For this it is important that methods and results are explainable to domain experts, who may not be data scientists. His signature approach is to define and identify patterns that matter, i.e., succinct descriptions that characterise relevant structure present in the data. Which patterns matter strongly depends on the data and task at hand, hence defining the problem is one of the key challenges in his research. Information theoretic concepts such as the Minimum Description Length (MDL) principle have proven very useful to this end. Matthijs is also interested in interactive data mining, i.e., involving humans in the loop. Finally, he is interested in fundamental data mining research for real-world applications, both in science (e.g., life sciences, social sciences) and industry (e.g., manufacturing and engineering, aviation), as this is the best way to show that the theory works in practice.
Bio
Matthijs was previously a (tenure track) assistant professor (2017-2020) and senior researcher (2015-2017) at Leiden University, and a postdoctoral researcher at KU Leuven (2011-2015) and Universiteit Utrecht (2009-2011).
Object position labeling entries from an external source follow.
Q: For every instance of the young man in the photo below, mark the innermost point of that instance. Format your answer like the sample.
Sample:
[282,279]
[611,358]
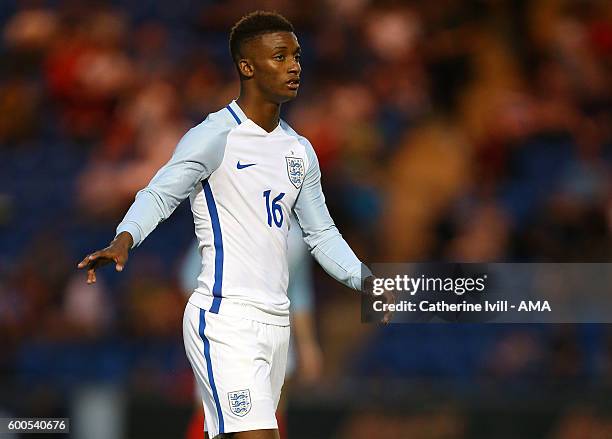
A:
[244,171]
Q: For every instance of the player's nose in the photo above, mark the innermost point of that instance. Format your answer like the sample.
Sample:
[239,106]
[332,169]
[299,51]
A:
[295,68]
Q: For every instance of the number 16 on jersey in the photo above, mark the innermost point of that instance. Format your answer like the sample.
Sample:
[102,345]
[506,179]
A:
[274,209]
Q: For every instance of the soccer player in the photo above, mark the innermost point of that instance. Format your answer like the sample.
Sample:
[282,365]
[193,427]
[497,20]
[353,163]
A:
[244,171]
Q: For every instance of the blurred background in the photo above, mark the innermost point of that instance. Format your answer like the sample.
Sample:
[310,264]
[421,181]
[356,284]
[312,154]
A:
[474,130]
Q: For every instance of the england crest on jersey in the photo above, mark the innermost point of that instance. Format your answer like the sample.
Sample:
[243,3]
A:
[240,402]
[295,170]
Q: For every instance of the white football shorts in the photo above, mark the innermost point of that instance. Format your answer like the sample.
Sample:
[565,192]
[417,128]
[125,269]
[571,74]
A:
[239,366]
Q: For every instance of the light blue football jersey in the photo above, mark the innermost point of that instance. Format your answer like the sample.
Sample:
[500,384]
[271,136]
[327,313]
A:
[243,183]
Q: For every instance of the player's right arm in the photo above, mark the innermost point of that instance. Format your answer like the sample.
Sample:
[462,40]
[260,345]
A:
[196,156]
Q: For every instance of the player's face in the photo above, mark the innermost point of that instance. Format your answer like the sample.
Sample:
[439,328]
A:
[276,65]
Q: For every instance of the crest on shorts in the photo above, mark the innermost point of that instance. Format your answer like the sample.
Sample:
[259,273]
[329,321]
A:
[295,170]
[240,402]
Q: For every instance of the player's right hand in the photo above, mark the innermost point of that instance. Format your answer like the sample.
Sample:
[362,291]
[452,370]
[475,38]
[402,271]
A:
[116,252]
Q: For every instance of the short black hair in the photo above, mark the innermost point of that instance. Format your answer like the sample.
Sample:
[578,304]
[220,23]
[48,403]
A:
[253,25]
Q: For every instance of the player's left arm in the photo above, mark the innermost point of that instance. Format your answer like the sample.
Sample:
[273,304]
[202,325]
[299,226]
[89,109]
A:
[321,235]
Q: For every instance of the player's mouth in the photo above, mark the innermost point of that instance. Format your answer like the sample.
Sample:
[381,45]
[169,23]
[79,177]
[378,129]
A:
[293,84]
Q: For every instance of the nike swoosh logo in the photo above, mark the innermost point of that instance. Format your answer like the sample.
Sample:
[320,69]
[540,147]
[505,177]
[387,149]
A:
[239,166]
He defended his Ph.D. thesis, titled Patterns that Matter, in February 2010, at Universiteit Utrecht. He won several best paper and reviewer awards at international conferences and was awarded NWO Rubicon, FWO Postdoc, NWO TOP2, and NWO TTW Perspectief grants. He is General Chair of the IDA Council and editorial board member of Data Mining and Knowledge Discovery. Further, he co-organised a number of international conferences and workshops, and co-lectured tutorials on 'Information Theoretic Methods in Data Mining'.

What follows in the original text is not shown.